La France comptera pas moins de 95 615 morts.
La fraternité d’armes renforcera l’amitié entre la France et la Turquie et a eu aussi beaucoup
d’influence sur l’organisation hospitalière turque. En effet 80% des victimes furent soignées
dans la région d’Istanbul, réparties en pas moins de 16 hôpitaux fonctionnant avec du
personnel médical français et des médecins et des étudiants de l’Ecole Impériale de
Médecine Ottomane.
6) le XXème siècle
Sans entrer dans l’analyse plus politique des opinions françaises et européennes à laquelle je
viendrai pour l’époque contemporaine, quelques évènements paraissant importants au
début de ce siècle.
Le mouvement « Jeunes Turcs ».
Souvent jeunes officiers venant de Thrace, ou membres de l’élite ottomane, c’étaient des
admirateurs des philosophes français du XVIIIème siècle , rousseauistes, positivistes et
partisans de la sécularisation. Ils ne voulaient cependant pas la disparition de l’Empire
comme les révolutionnaires de 1789 mais une monarchie constitutionnelle.
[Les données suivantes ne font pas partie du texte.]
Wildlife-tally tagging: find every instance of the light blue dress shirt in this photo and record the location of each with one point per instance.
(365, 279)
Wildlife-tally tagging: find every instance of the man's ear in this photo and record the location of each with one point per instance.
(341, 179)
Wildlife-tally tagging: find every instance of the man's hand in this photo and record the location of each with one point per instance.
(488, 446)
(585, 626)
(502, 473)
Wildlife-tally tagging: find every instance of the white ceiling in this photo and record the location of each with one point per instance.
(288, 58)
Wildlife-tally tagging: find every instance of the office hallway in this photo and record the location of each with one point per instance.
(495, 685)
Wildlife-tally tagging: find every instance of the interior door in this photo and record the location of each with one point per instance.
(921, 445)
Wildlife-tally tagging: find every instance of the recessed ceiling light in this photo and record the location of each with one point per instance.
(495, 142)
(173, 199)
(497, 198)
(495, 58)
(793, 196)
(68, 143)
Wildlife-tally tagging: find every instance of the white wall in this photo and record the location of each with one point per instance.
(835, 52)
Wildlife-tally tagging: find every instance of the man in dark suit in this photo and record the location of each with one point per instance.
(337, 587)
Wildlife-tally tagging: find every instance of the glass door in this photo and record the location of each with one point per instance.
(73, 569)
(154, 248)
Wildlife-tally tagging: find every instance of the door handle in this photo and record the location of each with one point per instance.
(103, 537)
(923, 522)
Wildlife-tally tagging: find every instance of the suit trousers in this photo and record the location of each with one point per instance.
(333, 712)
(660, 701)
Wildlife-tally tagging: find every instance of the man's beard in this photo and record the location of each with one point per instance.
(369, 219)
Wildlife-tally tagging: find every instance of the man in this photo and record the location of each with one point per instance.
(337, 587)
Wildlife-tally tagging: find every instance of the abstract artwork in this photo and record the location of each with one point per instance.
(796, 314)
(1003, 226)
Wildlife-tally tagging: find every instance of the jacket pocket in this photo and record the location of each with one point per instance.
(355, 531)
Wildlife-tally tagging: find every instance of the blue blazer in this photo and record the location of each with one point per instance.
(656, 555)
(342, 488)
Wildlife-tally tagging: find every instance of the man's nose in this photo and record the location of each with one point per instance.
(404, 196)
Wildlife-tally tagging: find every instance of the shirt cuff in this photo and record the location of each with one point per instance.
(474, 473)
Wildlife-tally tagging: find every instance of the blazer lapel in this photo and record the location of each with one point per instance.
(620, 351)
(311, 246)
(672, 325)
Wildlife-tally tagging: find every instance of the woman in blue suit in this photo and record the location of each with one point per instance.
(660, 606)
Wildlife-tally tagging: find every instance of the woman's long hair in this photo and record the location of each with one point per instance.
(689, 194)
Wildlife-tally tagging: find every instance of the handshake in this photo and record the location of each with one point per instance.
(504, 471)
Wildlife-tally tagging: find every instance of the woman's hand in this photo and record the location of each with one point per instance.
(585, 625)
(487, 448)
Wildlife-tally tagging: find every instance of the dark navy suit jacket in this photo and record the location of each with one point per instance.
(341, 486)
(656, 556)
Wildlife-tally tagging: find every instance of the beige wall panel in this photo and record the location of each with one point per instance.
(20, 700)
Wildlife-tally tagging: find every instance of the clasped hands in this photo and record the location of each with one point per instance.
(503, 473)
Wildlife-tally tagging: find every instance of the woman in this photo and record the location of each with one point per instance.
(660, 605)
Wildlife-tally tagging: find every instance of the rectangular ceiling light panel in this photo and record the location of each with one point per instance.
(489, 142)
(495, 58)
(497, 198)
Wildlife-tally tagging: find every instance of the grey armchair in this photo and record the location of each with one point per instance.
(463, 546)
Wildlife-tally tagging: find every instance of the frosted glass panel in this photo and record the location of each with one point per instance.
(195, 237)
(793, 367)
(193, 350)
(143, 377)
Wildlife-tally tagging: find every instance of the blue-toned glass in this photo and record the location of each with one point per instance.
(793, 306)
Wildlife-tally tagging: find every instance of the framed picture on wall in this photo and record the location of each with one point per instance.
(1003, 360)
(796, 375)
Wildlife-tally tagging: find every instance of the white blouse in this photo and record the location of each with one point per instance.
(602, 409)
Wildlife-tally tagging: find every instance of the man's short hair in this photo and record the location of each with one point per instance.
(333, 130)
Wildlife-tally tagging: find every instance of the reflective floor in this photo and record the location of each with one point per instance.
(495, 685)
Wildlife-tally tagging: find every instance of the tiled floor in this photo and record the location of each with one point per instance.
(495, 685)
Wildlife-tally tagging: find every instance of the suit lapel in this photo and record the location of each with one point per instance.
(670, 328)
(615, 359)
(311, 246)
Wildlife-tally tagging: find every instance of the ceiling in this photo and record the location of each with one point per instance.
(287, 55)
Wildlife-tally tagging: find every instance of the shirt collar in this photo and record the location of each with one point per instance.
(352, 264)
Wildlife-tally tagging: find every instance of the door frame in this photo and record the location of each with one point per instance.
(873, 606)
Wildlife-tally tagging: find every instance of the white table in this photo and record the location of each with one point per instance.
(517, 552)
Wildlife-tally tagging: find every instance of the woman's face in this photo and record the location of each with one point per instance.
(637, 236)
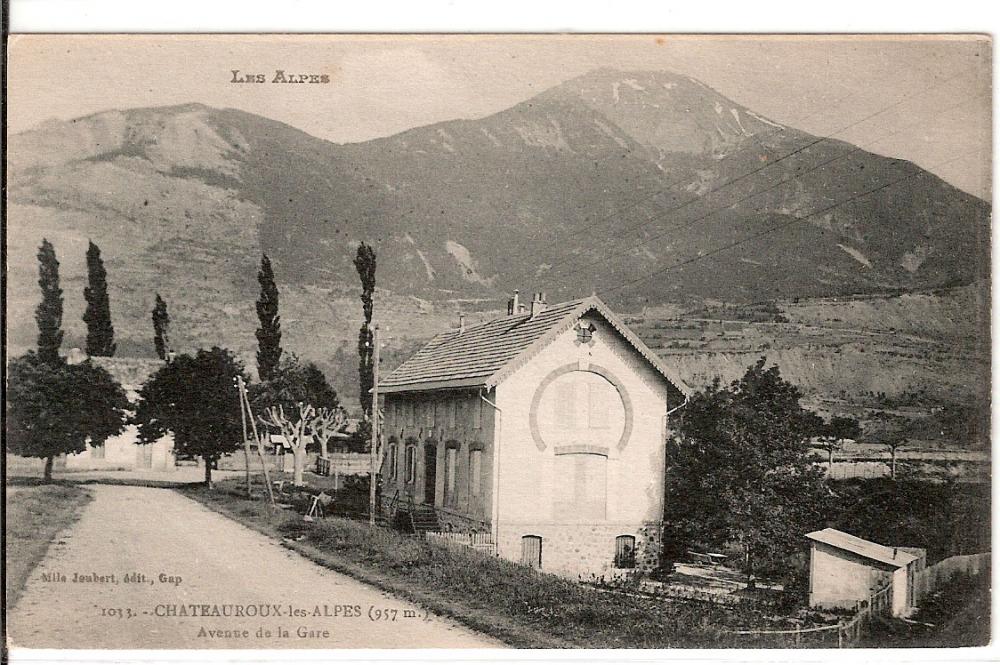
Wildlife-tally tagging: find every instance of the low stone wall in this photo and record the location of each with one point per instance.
(584, 551)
Ils ont été un moment important des relations culturelles franco-turques car ils ont été très
nombreux à s’installer à Paris pendant une vingtaine d’années. Ce n’en pas pour eux une
ville étrangère et ils résidaient au Quartier Latin, en particulier rue des Ecoles et rue Monge,
Et fréquentaient aussi bien la Sorbonne que les cafés du quartier.
Ce mouvement « Jeunes Turcs », pourtant bien sympathique à nos yeux, devait cependant
se révéler désastreux pour la Turquie :
- Il a entraîné l’Empire Ottoman à faire le mauvais choix en s’alliant avec l’Allemagne durant
la guerre de 1914-1918.
- Celle-ci sera à l’origine du massacre des arméniens en 1915.
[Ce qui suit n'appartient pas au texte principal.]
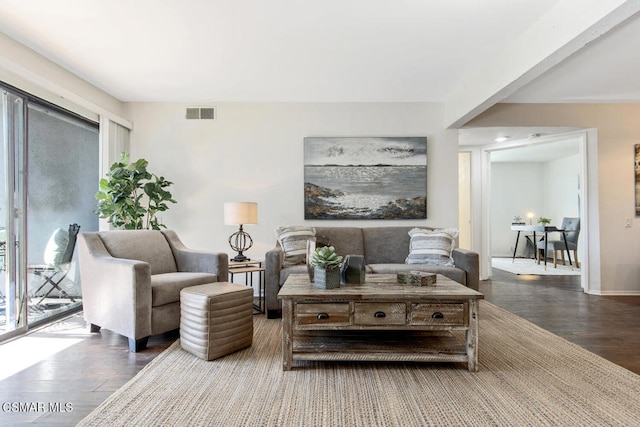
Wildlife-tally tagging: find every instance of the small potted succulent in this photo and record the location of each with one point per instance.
(326, 265)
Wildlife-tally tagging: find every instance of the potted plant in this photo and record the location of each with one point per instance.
(131, 196)
(326, 265)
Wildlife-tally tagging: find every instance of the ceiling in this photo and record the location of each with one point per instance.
(328, 51)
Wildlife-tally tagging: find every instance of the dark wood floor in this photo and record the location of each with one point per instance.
(87, 372)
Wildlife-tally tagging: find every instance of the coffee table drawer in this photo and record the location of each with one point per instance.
(322, 313)
(371, 313)
(438, 314)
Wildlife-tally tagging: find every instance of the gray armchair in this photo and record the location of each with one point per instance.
(131, 280)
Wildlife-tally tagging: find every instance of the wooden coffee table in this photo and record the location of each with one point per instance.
(379, 321)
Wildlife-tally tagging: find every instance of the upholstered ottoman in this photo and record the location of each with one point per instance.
(216, 319)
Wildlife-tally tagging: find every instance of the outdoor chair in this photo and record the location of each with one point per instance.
(57, 257)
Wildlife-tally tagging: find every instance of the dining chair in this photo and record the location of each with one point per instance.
(571, 227)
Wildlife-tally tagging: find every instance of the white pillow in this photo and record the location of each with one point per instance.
(293, 240)
(56, 247)
(432, 247)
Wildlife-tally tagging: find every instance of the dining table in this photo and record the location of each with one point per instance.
(546, 229)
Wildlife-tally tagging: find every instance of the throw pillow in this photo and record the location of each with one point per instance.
(293, 240)
(432, 246)
(57, 245)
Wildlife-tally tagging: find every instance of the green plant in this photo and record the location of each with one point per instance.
(325, 257)
(131, 196)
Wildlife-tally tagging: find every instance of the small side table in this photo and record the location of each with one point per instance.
(247, 268)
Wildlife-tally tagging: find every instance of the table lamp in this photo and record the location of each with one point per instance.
(240, 213)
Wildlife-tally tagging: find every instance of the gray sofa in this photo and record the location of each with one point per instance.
(131, 280)
(384, 249)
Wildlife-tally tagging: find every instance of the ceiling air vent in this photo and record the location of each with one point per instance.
(200, 113)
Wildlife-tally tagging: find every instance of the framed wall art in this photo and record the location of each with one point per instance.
(365, 178)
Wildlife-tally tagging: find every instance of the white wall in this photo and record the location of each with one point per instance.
(516, 188)
(612, 246)
(254, 152)
(547, 189)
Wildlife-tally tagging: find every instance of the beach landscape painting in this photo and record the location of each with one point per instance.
(365, 178)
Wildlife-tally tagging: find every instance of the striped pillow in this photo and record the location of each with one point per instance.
(432, 246)
(293, 240)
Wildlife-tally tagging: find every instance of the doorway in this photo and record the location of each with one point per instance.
(50, 170)
(482, 205)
- Son chef, Enver Pacha, devenu ultra-nationaliste, se lancera dans l’aventure du
panturquisme après la guerre et fut tué en 1.920 au Tadjikistan.
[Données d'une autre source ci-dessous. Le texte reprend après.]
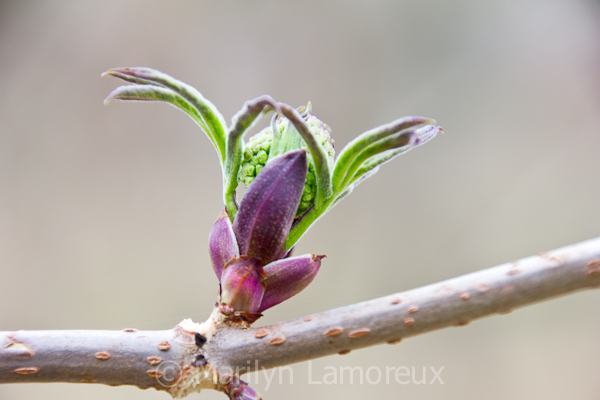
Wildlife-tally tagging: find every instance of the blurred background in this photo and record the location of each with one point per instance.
(105, 211)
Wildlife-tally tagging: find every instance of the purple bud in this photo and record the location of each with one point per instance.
(222, 245)
(243, 284)
(239, 390)
(288, 277)
(269, 205)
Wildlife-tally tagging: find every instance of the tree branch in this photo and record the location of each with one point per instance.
(175, 360)
(454, 302)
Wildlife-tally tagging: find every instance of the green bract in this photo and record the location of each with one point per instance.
(270, 142)
(328, 180)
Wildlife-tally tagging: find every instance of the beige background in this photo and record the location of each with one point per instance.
(105, 211)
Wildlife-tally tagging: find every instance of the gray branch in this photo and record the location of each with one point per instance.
(454, 302)
(171, 360)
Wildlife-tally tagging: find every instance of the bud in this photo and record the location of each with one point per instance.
(265, 145)
(267, 209)
(243, 284)
(237, 389)
(222, 245)
(288, 277)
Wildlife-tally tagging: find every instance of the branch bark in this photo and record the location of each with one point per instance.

Il est nécessaire de rappeler que si Mustafa Kemal fut au début proche du mouvement
« Jeunes Turcs », il s’en détachait rapidement, fut l’adversaire d’Enver Pacha et, s’il fut lui
aussi inspiré par les idées des philosophes français du XVIIIeme siècle, son évolution jusqu’à
la création de la République turque, se fit sans lien avec le mouvement Jeunes Turcs.
Les accords d’Ankara de 1921
La France a été la première puissance européenne à entrer en pourparler avec le
gouvernement kémaliste et à traiter directement avec lui en reconnaissant la Turquie
Républicaine, alors que le Sultanant n’avait pas encore été aboli.
Si Mustafa Kemal, pétri des idées des philosophes français, ne vint qu’une fois en France, en
1910, il entretint des rapports et des relations d’amitié avec la plupart des hommes
politiques et des chefs militaires français de l’époque, notamment le maréchal Lyautey et le
colonel Mougin, Edouard Herriot et le président Albert Lebrun.